At the fiancés family's vacation house this week in myrtle beach this week. I scouted the beach yesterday and found a nice looking runout. Arrived at sunrise with some fleas I brought with me from Florida but there was no need fleas are thick, kept some nice whiting and one pomp, caught 2 more pomps but they were only about 10 inches or so. I can't find any reg on pomps I read they are wrapped up with whiting. She got the biggest whiting of corse


----------



## arich_5 (Jul 1, 2011)

No size limit on Pomps in SC. Its good to let the small ones go to reproduce though.

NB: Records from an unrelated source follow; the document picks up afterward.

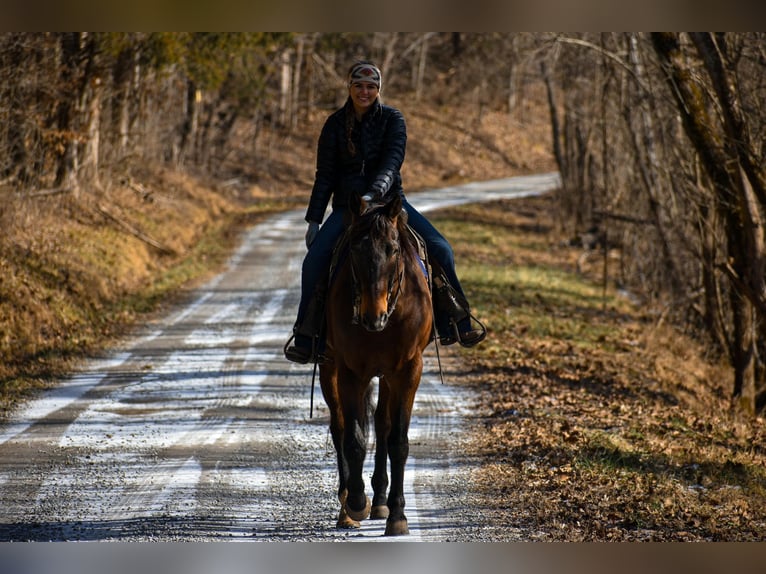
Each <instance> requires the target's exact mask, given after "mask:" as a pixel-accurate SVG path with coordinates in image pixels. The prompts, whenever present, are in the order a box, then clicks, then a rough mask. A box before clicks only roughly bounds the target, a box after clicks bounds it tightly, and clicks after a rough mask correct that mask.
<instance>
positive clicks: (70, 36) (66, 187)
mask: <svg viewBox="0 0 766 574" xmlns="http://www.w3.org/2000/svg"><path fill="white" fill-rule="evenodd" d="M80 39H81V34H80V33H79V32H65V33H63V34H61V38H60V48H61V77H60V82H61V91H60V95H59V101H58V105H57V107H56V128H57V131H58V137H59V140H60V146H59V149H60V150H61V151H60V152H59V153H58V161H57V167H56V179H55V182H54V185H55V186H56V187H63V188H70V189H72V190H74V191H77V138H76V133H77V131H78V127H77V102H78V99H79V98H78V92H79V90H78V89H77V88H78V87H79V86H78V80H79V75H80V74H79V56H80Z"/></svg>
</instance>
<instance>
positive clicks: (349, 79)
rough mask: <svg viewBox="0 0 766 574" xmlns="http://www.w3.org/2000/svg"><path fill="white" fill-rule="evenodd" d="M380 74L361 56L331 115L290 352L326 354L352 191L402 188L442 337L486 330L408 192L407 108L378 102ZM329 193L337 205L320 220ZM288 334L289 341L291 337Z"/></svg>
mask: <svg viewBox="0 0 766 574" xmlns="http://www.w3.org/2000/svg"><path fill="white" fill-rule="evenodd" d="M380 88H381V74H380V70H379V69H378V68H377V67H376V66H375V65H374V64H372V63H371V62H365V61H361V62H357V63H355V64H354V65H353V66H351V68H350V70H349V72H348V94H349V96H348V99H347V100H346V103H345V105H344V106H343V107H342V108H340V109H339V110H337V111H336V112H334V113H333V114H332V115H330V116H329V118H328V119H327V121H326V122H325V124H324V127H323V128H322V132H321V134H320V136H319V144H318V147H317V167H316V176H315V180H314V187H313V189H312V191H311V199H310V200H309V205H308V209H307V211H306V217H305V219H306V221H307V222H308V224H309V225H308V230H307V231H306V246H307V248H308V252H307V253H306V257H305V259H304V260H303V269H302V275H301V300H300V303H299V305H298V317H297V320H296V322H295V326H294V327H293V335H294V341H295V342H294V344H293V345H290V346H289V347H288V346H287V345H286V346H285V356H286V357H287V359H289V360H291V361H294V362H297V363H301V364H305V363H308V362H309V361H321V353H322V352H323V345H324V341H323V338H322V336H321V334H322V331H323V327H324V299H325V295H326V289H327V272H328V268H329V266H330V260H331V257H332V252H333V248H334V246H335V243H336V241H337V240H338V238H339V237H340V236H341V234H342V233H343V229H344V222H343V216H344V212H345V211H346V209H347V208H348V205H349V200H350V198H351V197H352V196H354V195H356V196H357V197H361V196H364V197H366V198H367V200H371V201H384V200H387V199H390V198H391V197H392V196H393V195H394V194H398V195H399V196H401V199H402V206H403V208H404V210H405V211H406V212H407V214H408V219H409V224H410V226H411V227H412V228H413V229H415V231H416V232H417V233H418V234H419V235H420V236H421V237H422V238H423V239H424V240H425V242H426V246H427V251H428V256H429V258H430V260H431V263H432V265H433V268H434V286H435V289H434V312H435V319H436V329H437V332H438V335H439V341H440V343H441V344H442V345H450V344H452V343H455V342H459V343H460V344H461V345H462V346H464V347H472V346H474V345H476V344H477V343H479V342H481V341H482V340H483V339H484V337H485V336H486V330H485V329H484V327H483V326H481V324H480V327H479V328H473V326H472V324H471V314H470V311H469V306H468V301H467V299H466V297H465V294H464V293H463V289H462V287H461V286H460V281H459V280H458V278H457V274H456V273H455V261H454V254H453V251H452V247H451V246H450V244H449V243H448V242H447V240H446V239H445V238H444V237H443V236H442V235H441V233H439V232H438V231H437V230H436V228H434V226H433V225H431V223H430V222H429V221H428V220H427V219H426V218H425V217H423V215H421V214H420V213H419V212H418V211H417V210H416V209H415V208H414V207H412V206H411V205H410V204H409V203H408V202H407V200H406V199H405V197H404V192H403V189H402V178H401V175H400V169H401V166H402V162H403V161H404V153H405V147H406V143H407V130H406V126H405V122H404V116H403V115H402V113H401V112H400V111H399V110H397V109H396V108H393V107H390V106H386V105H383V104H382V103H381V102H380V97H379V95H380ZM331 198H332V208H333V209H332V213H331V214H330V216H329V217H328V218H327V221H325V222H324V224H323V225H322V226H321V227H320V224H321V223H322V220H323V219H324V214H325V209H326V208H327V205H328V204H329V202H330V199H331ZM289 342H290V341H288V344H289Z"/></svg>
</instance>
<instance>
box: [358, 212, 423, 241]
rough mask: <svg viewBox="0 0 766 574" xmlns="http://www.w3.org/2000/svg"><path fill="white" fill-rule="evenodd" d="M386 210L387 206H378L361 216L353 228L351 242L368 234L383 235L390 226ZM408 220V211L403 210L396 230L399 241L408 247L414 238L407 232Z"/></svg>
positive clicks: (398, 220) (400, 215) (362, 214)
mask: <svg viewBox="0 0 766 574" xmlns="http://www.w3.org/2000/svg"><path fill="white" fill-rule="evenodd" d="M386 209H387V207H386V206H385V205H381V206H376V207H374V208H372V209H370V210H368V211H366V212H365V213H363V214H362V215H360V216H359V218H358V219H357V220H356V222H355V223H354V225H353V226H352V229H351V231H352V233H351V240H352V241H353V240H354V239H355V238H358V237H359V236H360V235H363V234H366V233H373V234H381V233H383V232H384V231H385V230H386V229H387V228H388V227H389V225H390V220H389V217H388V215H387V214H386ZM407 219H408V214H407V211H406V210H405V209H402V211H401V213H400V214H399V217H397V218H396V228H397V231H398V232H399V241H400V242H401V243H404V244H406V245H412V242H413V238H412V236H411V234H410V233H408V232H407Z"/></svg>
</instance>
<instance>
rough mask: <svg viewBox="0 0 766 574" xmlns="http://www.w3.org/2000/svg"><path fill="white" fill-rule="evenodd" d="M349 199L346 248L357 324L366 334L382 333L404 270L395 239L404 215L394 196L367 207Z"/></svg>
mask: <svg viewBox="0 0 766 574" xmlns="http://www.w3.org/2000/svg"><path fill="white" fill-rule="evenodd" d="M352 195H353V196H354V198H353V199H352V201H351V204H350V216H351V221H350V224H349V246H350V251H351V269H352V272H353V274H354V279H355V282H356V284H357V289H358V290H359V321H360V323H361V324H362V326H363V327H365V328H366V329H367V330H369V331H382V330H383V329H384V328H385V326H386V324H387V323H388V319H389V317H390V316H391V313H393V311H394V307H395V306H396V299H397V298H398V296H399V292H400V290H401V280H402V274H403V269H404V268H403V263H402V257H401V246H400V242H399V238H400V229H401V227H400V226H402V225H404V224H405V222H406V216H407V212H405V211H403V210H402V198H401V196H399V195H398V194H394V197H393V198H392V199H391V200H390V201H389V202H388V203H386V204H369V203H367V202H366V201H365V200H364V199H362V198H360V197H358V196H356V195H355V194H352Z"/></svg>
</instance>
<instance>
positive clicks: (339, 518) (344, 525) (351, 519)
mask: <svg viewBox="0 0 766 574" xmlns="http://www.w3.org/2000/svg"><path fill="white" fill-rule="evenodd" d="M335 527H336V528H339V529H341V530H353V529H355V528H361V527H362V525H361V524H359V521H358V520H354V519H353V518H351V517H349V515H348V514H346V513H345V512H341V513H340V516H339V517H338V523H337V524H336V525H335Z"/></svg>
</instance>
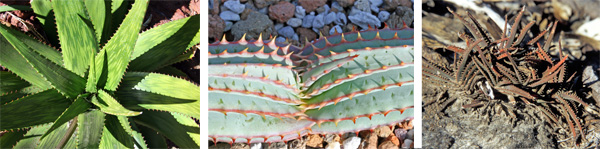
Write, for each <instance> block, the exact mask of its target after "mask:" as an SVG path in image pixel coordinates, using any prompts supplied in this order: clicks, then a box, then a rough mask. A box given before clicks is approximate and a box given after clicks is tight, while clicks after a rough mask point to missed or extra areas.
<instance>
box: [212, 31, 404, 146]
mask: <svg viewBox="0 0 600 149" xmlns="http://www.w3.org/2000/svg"><path fill="white" fill-rule="evenodd" d="M274 39H275V38H273V40H271V41H263V40H262V39H261V38H260V37H259V39H258V40H256V41H251V42H249V41H246V40H245V38H242V39H241V40H240V41H236V42H228V41H226V40H225V39H224V38H223V40H221V41H220V42H217V43H214V44H211V45H210V46H209V80H208V81H209V93H208V94H209V132H208V133H209V137H210V138H211V139H212V141H213V142H214V143H216V142H227V143H257V142H268V143H271V142H282V141H283V142H285V141H289V140H291V139H295V138H298V137H301V136H304V135H306V134H343V133H347V132H356V133H357V132H358V131H361V130H369V129H371V130H372V129H374V128H376V127H378V126H389V125H394V124H397V123H399V122H402V121H405V120H411V119H412V117H413V89H414V87H413V80H414V78H413V72H414V69H413V61H414V60H413V52H414V47H413V39H414V37H413V29H410V28H407V27H406V26H405V27H403V28H402V29H389V28H387V27H385V28H384V29H381V30H376V29H369V30H366V31H361V32H356V31H353V32H349V33H343V34H336V35H333V36H330V37H322V38H320V39H318V40H316V41H314V42H312V43H308V42H307V43H308V44H307V45H305V46H304V48H302V49H301V48H298V47H295V46H291V45H285V44H282V43H277V42H275V40H274Z"/></svg>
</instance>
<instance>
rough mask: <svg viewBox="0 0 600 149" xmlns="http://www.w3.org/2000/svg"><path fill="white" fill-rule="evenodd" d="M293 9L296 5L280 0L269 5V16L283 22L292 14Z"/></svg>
mask: <svg viewBox="0 0 600 149" xmlns="http://www.w3.org/2000/svg"><path fill="white" fill-rule="evenodd" d="M295 11H296V7H295V6H294V4H292V3H290V2H286V1H281V2H279V3H277V4H275V5H273V6H271V7H269V18H271V19H275V20H277V21H279V22H281V23H284V22H286V21H287V20H289V19H291V18H292V17H293V16H294V12H295Z"/></svg>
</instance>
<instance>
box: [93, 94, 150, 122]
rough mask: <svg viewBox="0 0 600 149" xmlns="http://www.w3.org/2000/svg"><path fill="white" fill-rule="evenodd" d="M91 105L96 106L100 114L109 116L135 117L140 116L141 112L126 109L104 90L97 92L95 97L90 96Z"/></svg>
mask: <svg viewBox="0 0 600 149" xmlns="http://www.w3.org/2000/svg"><path fill="white" fill-rule="evenodd" d="M92 103H93V104H94V105H96V106H98V107H99V108H100V110H101V111H102V112H104V113H107V114H110V115H122V116H136V115H140V114H142V112H135V111H131V110H129V109H126V108H125V107H123V106H122V105H121V104H120V103H119V102H118V101H117V100H116V99H115V98H113V97H112V96H110V95H109V94H108V93H106V92H105V91H104V90H98V96H97V97H96V96H92Z"/></svg>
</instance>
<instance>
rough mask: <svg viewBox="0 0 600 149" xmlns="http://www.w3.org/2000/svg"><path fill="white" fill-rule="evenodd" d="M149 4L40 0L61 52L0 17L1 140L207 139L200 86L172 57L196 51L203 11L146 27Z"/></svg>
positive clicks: (114, 1)
mask: <svg viewBox="0 0 600 149" xmlns="http://www.w3.org/2000/svg"><path fill="white" fill-rule="evenodd" d="M147 6H148V1H147V0H136V1H135V3H134V4H133V5H131V4H129V2H126V1H120V0H114V1H105V0H86V1H74V0H52V1H48V0H34V1H32V2H31V7H32V9H33V10H34V12H35V13H36V15H38V19H39V20H40V22H41V23H42V24H43V27H44V30H45V31H46V38H45V39H40V40H44V41H46V42H48V43H49V44H51V45H54V46H58V45H60V49H61V52H59V51H58V50H56V49H55V48H53V47H51V46H48V45H46V44H44V43H43V42H40V41H38V39H34V38H32V37H30V36H28V35H26V34H24V33H21V32H19V31H17V30H14V29H12V28H9V27H6V26H4V25H0V34H1V35H0V48H1V50H0V56H1V58H0V65H2V67H4V68H6V69H8V70H9V71H0V75H1V77H2V80H0V95H1V97H0V101H1V104H2V105H1V106H0V112H1V113H0V114H1V115H2V117H0V127H1V128H0V129H1V131H3V135H2V137H0V147H1V148H11V147H14V148H63V147H64V148H166V147H167V144H166V142H167V141H166V139H169V140H171V141H172V142H173V143H175V145H177V146H179V147H182V148H198V147H199V141H200V140H199V139H200V138H199V135H200V134H199V126H198V124H197V122H196V120H194V119H198V118H199V117H200V116H199V115H200V107H199V106H200V105H199V99H198V98H199V94H200V93H199V92H200V91H199V90H200V89H199V87H198V85H196V84H194V83H192V82H190V81H188V80H186V79H185V78H187V76H186V75H185V73H183V72H181V71H179V70H177V69H175V68H174V67H172V66H170V65H171V64H173V63H177V62H180V61H183V60H187V59H190V58H191V57H192V56H193V54H194V52H195V48H194V47H195V45H197V44H198V43H199V39H198V37H199V34H200V33H199V23H200V20H199V16H198V15H195V16H191V17H187V18H183V19H180V20H175V21H172V22H169V23H165V24H163V25H161V26H158V27H155V28H152V29H149V30H147V31H145V32H143V33H140V30H141V27H142V22H143V21H144V20H143V18H144V14H145V12H146V8H147ZM128 7H131V9H130V11H129V13H128V14H127V15H126V12H127V11H126V10H127V9H128ZM54 18H55V19H54ZM121 20H122V21H121ZM53 24H56V26H54V25H53ZM119 24H124V25H121V27H119V28H118V29H117V27H118V26H119ZM52 31H54V32H56V33H57V34H56V33H54V34H53V32H52ZM111 34H113V36H112V37H110V35H111ZM59 37H60V40H58V38H59ZM53 41H56V42H53ZM126 70H127V72H126ZM174 76H178V77H174ZM146 143H148V144H146Z"/></svg>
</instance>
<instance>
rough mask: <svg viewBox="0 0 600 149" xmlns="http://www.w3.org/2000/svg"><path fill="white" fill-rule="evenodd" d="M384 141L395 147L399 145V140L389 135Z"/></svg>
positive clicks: (399, 142) (392, 135)
mask: <svg viewBox="0 0 600 149" xmlns="http://www.w3.org/2000/svg"><path fill="white" fill-rule="evenodd" d="M385 140H386V141H391V142H392V143H394V145H396V146H399V145H400V140H398V137H396V136H395V135H392V134H390V135H389V136H388V137H387V138H385Z"/></svg>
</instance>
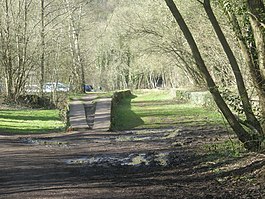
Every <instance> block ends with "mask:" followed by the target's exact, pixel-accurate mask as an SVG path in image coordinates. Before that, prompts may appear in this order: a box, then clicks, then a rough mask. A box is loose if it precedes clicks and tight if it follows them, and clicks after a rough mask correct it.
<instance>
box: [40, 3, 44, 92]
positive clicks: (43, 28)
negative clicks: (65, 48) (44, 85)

Nice fish you got there.


----------



## surfmom (Nov 3, 2012)

nice!


----------



## beady (Oct 25, 2008)

Nice fishys........


----------



## catchneat (May 13, 2013)

BTW thanks surfmom!


----------



## surfmom (Nov 3, 2012)

thank you! except I think when you left the fish got sad because I couldnt get a bite this am for nothing!


----------



## catchneat (May 13, 2013)

Sorry to hear that we were sad to leave too, Hope that rig works for you, I will send you pics of my rig board soon


----------



## surfmom (Nov 3, 2012)

catchneat said:


> Sorry to hear that we were sad to leave too, Hope that rig works for you, I will send you pics of my rig board soon


looking forward to it!


----------



## RuddeDogg (Mar 20, 2004)

Nice haul. Congrats.


----------



## BigRig (Aug 14, 2012)

Wher we're you fishing excatly????


----------